Lmfao Lillie. Thank you so much. I have been feeling the same way you have been feeling this week depressed. I should be taking my meds but have not. I got someone too that I tell leave me a lone and they stay and think it is a game I hate it then I get mad tell them I don't want to talk next thing I know they pop in my video room. Hey I am getting the mula but damn did I not tell you I was not well. Gosh I love how I don't have to say anything, you always know what to say.

08/16/2012
Contributor: XxXxX
XxXxX  

Lol, Its all part of being in the cam world. I think that is why I am so popular on our cam sites forum, I say what everyone else holds back!

08/16/2012
Contributor: LadyDarknezz

Amazing article like always, and I apologize for the long ass comment, but I really had to vent myself because I have some depression stuff going on, too.

Lillie, I totally understand the depression. I used to have my own place, was on my final year of college, had tons of friends, I had a nice car and had a job I loved up until my illness came out of nowhere to utterly fuck up my life.

Now, I live with my parents that police every aspect of my life because they are the ones that pay most of my ridiculously high medical bills. I had to go on an indefinite medical leave from school because of this shit. My friends abandoned me because they don't want to talk to a sick person because it makes 'them' feel bad...I'm serious, that's what I've been told, I mean, it's not like sitting in the fucking hospital for 3 days straight with needles hanging out of my veins and constant pancreas pain doesn't make "ME" feel bad or anything. I had to sell my car to pay for 2 extremely expensive surgeries that I had to get and of course, I can't work a regular job due to the opiate/narcotics I'm taking and the nearly non-stop unbearable pain I'm in on a daily basis. I am currently on 13 medications I take a day and one of them is a high-dose anti-depressant. I have extremely bad days, too, but I am mainly isolated since nobody really comes in here to spend time with me. I feel like I go insane because I sometimes just have to curse out the damn walls. When it comes to family situations, I'm pretty much the same way as you; I've always been the odd one in my family. The peculiar, nerdy black goth chick that never fit in with the rest of my family.

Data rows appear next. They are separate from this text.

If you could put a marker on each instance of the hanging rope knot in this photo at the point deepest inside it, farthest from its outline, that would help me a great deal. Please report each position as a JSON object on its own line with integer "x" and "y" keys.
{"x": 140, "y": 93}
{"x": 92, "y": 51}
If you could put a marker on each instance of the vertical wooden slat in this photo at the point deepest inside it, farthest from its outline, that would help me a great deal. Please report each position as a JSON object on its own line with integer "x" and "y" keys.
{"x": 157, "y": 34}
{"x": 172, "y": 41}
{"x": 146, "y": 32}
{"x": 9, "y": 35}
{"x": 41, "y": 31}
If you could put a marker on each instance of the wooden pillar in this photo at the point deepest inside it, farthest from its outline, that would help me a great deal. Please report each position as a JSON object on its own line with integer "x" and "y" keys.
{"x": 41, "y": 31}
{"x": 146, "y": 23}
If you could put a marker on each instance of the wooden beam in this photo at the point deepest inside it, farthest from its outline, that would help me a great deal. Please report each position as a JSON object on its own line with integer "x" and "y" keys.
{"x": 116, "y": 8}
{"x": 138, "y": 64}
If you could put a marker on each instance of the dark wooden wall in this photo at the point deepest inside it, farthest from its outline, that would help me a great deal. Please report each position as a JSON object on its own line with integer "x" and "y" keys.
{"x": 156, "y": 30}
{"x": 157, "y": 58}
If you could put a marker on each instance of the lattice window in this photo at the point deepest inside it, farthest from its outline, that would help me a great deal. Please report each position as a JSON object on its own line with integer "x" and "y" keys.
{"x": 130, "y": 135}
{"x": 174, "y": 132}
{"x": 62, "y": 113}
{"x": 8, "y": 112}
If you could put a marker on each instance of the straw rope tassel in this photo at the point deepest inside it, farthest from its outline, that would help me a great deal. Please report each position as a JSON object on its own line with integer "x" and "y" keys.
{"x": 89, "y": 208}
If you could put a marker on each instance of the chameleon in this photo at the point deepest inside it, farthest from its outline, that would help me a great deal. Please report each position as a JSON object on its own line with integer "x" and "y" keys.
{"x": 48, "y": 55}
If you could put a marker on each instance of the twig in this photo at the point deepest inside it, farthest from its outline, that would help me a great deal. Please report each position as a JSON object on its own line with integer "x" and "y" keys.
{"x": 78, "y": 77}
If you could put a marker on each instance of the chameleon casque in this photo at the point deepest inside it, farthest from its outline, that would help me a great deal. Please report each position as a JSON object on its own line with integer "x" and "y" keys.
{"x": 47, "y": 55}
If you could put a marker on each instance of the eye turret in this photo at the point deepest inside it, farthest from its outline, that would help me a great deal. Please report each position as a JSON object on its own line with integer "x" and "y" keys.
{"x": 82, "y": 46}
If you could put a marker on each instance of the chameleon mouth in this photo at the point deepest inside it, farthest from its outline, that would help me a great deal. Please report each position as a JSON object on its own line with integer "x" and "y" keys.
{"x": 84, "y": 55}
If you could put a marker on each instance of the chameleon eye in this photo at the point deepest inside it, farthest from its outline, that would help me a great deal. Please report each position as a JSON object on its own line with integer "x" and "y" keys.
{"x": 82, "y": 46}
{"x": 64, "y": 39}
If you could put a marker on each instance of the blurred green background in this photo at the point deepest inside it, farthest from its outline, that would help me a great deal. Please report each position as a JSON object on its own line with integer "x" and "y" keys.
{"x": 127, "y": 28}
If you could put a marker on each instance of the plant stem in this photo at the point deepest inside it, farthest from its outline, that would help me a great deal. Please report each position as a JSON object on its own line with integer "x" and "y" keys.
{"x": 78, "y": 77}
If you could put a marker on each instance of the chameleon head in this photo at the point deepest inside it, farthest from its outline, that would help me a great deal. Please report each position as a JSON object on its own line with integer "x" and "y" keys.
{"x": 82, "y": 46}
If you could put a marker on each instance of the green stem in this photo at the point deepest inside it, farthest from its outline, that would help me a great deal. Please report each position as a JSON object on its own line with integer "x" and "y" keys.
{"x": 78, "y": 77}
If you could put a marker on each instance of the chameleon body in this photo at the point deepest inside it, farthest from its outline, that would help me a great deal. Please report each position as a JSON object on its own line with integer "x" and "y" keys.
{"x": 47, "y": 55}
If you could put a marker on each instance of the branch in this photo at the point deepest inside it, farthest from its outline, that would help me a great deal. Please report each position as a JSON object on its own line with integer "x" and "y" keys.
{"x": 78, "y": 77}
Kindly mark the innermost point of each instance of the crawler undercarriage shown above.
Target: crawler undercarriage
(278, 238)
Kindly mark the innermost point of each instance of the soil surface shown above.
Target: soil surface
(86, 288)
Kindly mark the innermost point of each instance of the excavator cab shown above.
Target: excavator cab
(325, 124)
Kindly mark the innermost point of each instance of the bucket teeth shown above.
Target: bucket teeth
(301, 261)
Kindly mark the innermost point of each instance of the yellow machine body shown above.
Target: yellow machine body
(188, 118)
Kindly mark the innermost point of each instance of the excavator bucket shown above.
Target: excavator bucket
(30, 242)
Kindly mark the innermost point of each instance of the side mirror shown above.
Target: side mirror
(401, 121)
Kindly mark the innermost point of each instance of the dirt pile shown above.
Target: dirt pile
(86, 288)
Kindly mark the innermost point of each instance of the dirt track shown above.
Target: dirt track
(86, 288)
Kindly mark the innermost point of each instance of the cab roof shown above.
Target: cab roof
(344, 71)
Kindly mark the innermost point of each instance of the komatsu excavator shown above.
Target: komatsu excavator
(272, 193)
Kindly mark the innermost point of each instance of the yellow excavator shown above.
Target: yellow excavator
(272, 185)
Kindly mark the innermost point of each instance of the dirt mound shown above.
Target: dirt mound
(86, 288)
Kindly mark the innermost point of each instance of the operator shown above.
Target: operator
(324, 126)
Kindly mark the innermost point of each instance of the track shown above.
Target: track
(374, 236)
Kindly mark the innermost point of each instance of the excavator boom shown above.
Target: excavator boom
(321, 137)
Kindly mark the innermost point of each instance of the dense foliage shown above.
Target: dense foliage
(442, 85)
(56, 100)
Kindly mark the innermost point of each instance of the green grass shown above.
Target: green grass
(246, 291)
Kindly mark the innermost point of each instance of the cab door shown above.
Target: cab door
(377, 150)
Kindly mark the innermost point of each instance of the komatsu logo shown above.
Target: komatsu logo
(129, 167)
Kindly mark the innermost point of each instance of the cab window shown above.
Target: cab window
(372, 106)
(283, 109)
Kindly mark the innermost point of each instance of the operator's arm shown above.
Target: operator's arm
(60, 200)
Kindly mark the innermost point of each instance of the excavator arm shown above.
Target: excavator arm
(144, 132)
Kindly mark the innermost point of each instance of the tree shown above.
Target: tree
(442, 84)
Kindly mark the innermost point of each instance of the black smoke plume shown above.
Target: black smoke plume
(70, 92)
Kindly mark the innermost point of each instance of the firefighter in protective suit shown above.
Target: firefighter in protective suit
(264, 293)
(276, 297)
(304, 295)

Hell, my brother and his wife think I'm a damn devil worshiper just because of the way I look lol.

Depression comes along with the territory, so I can relate to that, even though our situations are completely different, but it is good to know that you can vent to your weird ass money-bags customer and get some funds out of the deal! I just want to let you know that I respect you and you are definitely my favorite writer on Sexis right now. I love people who keep it real!

08/17/2012
Contributor: XxXxX
XxXxX  

Well Lady, I must say that you are probably one of my favorite readers on SexIs I love how you always comment about the way it incorporates into your life, even though we live 2 completely different lives. It shows the other readers that it doesn't depend on jobs or anything else, we feel how we feel because of life in general.

I have been dealing with alot of medical issues myself. But lucky for me I haven't had to deal with surgeries and all. I tend to be the black sheep of my own choosing. I find it better for me as a whole. My family knows this and pretty much let me be. And being from a stereo-typical white on white, on white family, lmao, I must say, I wish I had a nerdy black gothic chick in it! Devil worshiper or otherwise! LOL.

Depression is a hard battle to fight, but I am finding that being part of the Eden community is nearly the best medication I have. That is probably why I dove in so quick and spend so much time here. And I want you to feel more than welcome to email me anytime you want if you want to talk, laugh or bitch. I would love to be your friend.

08/17/2012
Contributor: J dog
J dog  

funny

08/18/2012
Contributor: XxXxX
XxXxX  

really?

08/18/2012
Contributor: Pudyqat
Pudyqat  

I love your list of things about you!